Ethereum bisa sangat undervalued dan menuju re-pricing dramatis, menurut semakin banyak suara industri yang menonjol.
Co-founder Bankless Ryan Sean Adams telah menghidupkan kembali perdebatan bullish dengan perkiraan berani: ETH mencapai kapitalisasi pasar $2 triliun, atau sekitar $17,000 per koin, hampir sembilan kali lipat harga saat ini.
Premis di balik proyeksi ambisius ini bukan berdasarkan hype spekulatif tetapi pada potensi transformasi naratif - mereposisi Ethereum tidak hanya sebagai platform untuk aplikasi terdesentralisasi, tetapi sebagai “emas digital dengan hasil.”
Thesis Adams sangat bergantung pada fundamental Ethereum yang berkembang. Setelah Penggabungan, ETH telah menjadi komoditas yang menghasilkan imbal hasil dan deflationary, berkat imbalan staking dan mekanisme pembakaran biaya yang diperkenalkan dalam EIP-1559. Ini menempatkannya sebagai hibrida antara proposisi penyimpanan nilai Bitcoin dan daya tarik imbal hasil Treasury AS.
Dalam posting media sosial baru-baru ini, Adams menyerukan komunitas Ethereum untuk menerima apa yang ia sebut “Injil Uang-Biru” - gagasan bahwa ETH harus diperlakukan tidak hanya sebagai bahan bakar digital untuk smart contract, tetapi sebagai lapisan moneter dasar dari ekonomi terdesentralisasi.
“Uang adalah keyakinan yang dikodekan sebagai kode,” tulisnya, mendesak pengguna untuk “staking, menginjili, dan malu kepada siapa saja yang menjual.” Argumennya didasarkan pada pernyataan filosofis: tanpa ETH, tidak ada DeFi, dan tidak ada pembelaan terhadap cita-cita cypherpunk.

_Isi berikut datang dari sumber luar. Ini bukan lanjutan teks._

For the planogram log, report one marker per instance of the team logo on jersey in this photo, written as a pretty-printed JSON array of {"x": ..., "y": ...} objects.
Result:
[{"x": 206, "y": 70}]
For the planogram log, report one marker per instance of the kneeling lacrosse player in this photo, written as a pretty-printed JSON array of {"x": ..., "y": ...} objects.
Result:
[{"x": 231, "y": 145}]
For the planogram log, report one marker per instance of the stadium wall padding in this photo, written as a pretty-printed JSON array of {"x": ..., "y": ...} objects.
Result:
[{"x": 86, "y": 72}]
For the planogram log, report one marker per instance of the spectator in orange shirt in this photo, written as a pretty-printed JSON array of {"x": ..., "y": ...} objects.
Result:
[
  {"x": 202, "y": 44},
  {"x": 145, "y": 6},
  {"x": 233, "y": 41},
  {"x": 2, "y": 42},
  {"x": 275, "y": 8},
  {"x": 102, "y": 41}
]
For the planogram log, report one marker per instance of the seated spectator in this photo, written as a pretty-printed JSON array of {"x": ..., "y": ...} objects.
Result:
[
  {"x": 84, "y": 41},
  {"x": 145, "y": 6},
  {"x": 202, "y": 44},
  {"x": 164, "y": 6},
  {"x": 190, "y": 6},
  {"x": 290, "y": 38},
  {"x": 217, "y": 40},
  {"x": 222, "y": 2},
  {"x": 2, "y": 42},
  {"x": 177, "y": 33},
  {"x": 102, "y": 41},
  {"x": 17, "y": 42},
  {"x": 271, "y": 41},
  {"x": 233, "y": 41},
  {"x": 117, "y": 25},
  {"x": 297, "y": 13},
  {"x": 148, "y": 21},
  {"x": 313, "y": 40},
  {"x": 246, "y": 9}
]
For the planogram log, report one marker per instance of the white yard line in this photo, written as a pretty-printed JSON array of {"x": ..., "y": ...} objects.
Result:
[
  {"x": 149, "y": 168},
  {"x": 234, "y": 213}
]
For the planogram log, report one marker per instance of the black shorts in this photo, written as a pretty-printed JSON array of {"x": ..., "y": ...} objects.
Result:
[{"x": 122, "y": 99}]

Visi ini semakin mendapatkan daya tarik di kalangan investasi profesional. ARK Invest menyamakan staking ETH dengan “obligasi digital,” menarik paralel dengan sekuritas pemerintah jangka pendek - dukungan langka di ruang di mana Bitcoin telah lama mendominasi narasi institusional.
Sementara tumpukan teknologi Ethereum kuat - menggerakkan ekosistem protokol DeFi, NFT, dan rollup bernilai miliaran dolar - aset itu sendiri berjuang untuk mendapatkan pengakuan sebagai instrumen moneter. Menurut pendiri Frax Finance Sam Kazemian, masalah terbesar Ethereum bukan teknis tetapi ideologis.
“Ethereum, teknologi, adalah hal paling bullish di crypto,” ujarnya dalam episode Bankless baru-baru ini. “Tapi ETH, aset, perlu diperbaiki.” Kazemian berpendapat bahwa ETH sering diperlakukan seperti ekuitas pertumbuhan dengan arus kas yang tidak pasti daripada komoditas langka dengan imbal hasil.
Tidak semua orang setuju dengan kasus bullish ini. Para maksimalis Bitcoin dan beberapa analis terus menantang narasi penyimpanan nilai ETH. Boyd Cohen menolak perbandingan secara langsung, menyatakan, “Bitcoin benar-benar langka dan Ethereum benar-benar tidak.”
Yang lain, seperti John Haar dari Swan Bitcoin, mengkritik kredensial moneter Ethereum, berargumen bahwa “hasil” nya terlalu bergantung pada aktivitas spekulatif dalam ekosistem. “Hasil dari pengguna melakukan apa? ETH bukanlah uang,” ujar Haar.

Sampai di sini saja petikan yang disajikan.